Aztec Weaponry vs. Spanish Steel

Despite the fearsome reputation of Aztec arms, the macuahuitl, tepoztopilli, and other traditional weapons proved inferior to Spanish steel swords, lances, crossbows and arquebuses in the battles of the conquest. The Aztecs and other Mesoamericans never developed iron-working to the same level as European civilizations.

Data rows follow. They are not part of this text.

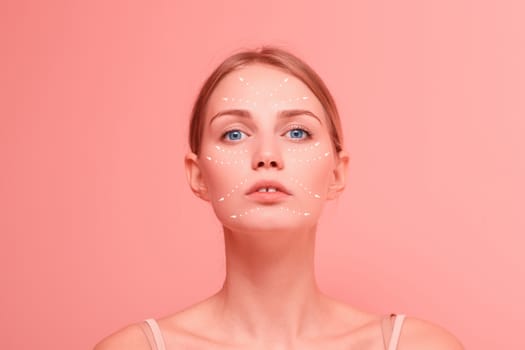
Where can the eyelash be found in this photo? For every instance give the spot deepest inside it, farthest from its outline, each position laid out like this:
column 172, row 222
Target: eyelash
column 308, row 133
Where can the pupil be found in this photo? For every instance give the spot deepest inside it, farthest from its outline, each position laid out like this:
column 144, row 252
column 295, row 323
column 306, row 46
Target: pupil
column 297, row 133
column 235, row 135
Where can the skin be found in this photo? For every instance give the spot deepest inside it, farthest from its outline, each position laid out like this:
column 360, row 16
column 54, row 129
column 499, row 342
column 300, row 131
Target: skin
column 270, row 298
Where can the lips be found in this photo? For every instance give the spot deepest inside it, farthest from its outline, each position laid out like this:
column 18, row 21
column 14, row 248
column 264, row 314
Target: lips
column 268, row 192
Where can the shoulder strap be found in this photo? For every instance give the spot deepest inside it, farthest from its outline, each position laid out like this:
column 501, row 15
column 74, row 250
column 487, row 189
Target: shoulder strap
column 396, row 332
column 158, row 341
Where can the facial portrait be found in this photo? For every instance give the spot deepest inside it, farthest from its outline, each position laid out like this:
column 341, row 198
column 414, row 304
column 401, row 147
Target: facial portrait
column 267, row 161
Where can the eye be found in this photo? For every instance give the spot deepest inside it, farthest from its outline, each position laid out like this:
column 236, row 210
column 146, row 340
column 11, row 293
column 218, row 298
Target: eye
column 233, row 135
column 298, row 133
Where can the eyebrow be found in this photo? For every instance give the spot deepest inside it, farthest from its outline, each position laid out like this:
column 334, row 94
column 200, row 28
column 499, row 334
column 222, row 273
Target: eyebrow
column 288, row 113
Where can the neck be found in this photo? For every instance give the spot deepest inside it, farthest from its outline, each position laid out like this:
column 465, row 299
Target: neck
column 270, row 290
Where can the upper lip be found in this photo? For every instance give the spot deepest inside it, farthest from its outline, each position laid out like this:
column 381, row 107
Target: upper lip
column 265, row 184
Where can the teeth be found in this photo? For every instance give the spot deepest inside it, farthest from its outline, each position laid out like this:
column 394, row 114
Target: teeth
column 267, row 189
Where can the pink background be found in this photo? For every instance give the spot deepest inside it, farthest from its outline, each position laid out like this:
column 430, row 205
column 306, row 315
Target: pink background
column 99, row 228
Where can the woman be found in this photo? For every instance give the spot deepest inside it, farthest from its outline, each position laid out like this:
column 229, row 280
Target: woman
column 267, row 153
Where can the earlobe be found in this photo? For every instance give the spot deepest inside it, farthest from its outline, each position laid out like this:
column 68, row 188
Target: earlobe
column 194, row 176
column 339, row 177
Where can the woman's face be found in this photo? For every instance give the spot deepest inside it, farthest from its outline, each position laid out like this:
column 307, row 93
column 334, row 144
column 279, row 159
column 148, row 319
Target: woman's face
column 267, row 161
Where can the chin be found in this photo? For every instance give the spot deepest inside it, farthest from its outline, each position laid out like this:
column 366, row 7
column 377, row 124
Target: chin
column 272, row 225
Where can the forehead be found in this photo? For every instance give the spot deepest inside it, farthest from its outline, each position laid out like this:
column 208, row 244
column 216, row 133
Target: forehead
column 263, row 87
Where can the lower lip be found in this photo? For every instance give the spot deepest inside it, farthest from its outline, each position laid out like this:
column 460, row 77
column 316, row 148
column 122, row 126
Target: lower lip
column 268, row 197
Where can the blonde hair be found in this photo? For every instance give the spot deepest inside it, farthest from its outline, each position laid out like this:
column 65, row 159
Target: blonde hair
column 275, row 57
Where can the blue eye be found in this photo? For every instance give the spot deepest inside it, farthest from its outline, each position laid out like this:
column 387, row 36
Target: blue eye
column 233, row 135
column 298, row 133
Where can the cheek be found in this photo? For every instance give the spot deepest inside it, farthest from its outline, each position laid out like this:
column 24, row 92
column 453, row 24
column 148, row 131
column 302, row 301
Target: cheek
column 224, row 172
column 310, row 168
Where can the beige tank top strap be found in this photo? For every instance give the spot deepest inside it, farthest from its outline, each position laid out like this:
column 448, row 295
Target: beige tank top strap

Nevertheless, Aztec warriors‘ skill with their native weapons, honed over centuries of warfare, still made them a deadly threat even to armored conquistadors. And the psychological impact of facing indigenous arms should not be underestimated – the Spanish certainly held a healthy respect for the macuahuitl and its ability to slice a man in two.

The Legacy of Aztec Arms

The weapons of the Aztecs, from the iconic macuahuitl to the humble sling, paint a vivid picture of a militaristic civilization forged in the crucible of endemic warfare. Driven by the need to secure sacrificial captives to appease their gods, the Aztecs raised warfare and weapons-making to a high art, equipping their armies with some of the most unique and deadly arms ever seen in the ancient world.

While Aztec weapons were ultimately no match for gunpowder and steel, they were still the product of remarkable ingenuity and skill, especially given the lack of draft animals and iron in pre-Columbian America. Today, these weapons endure in museums and cultural memory as symbols of the martial spirit of one of history‘s great warrior cultures.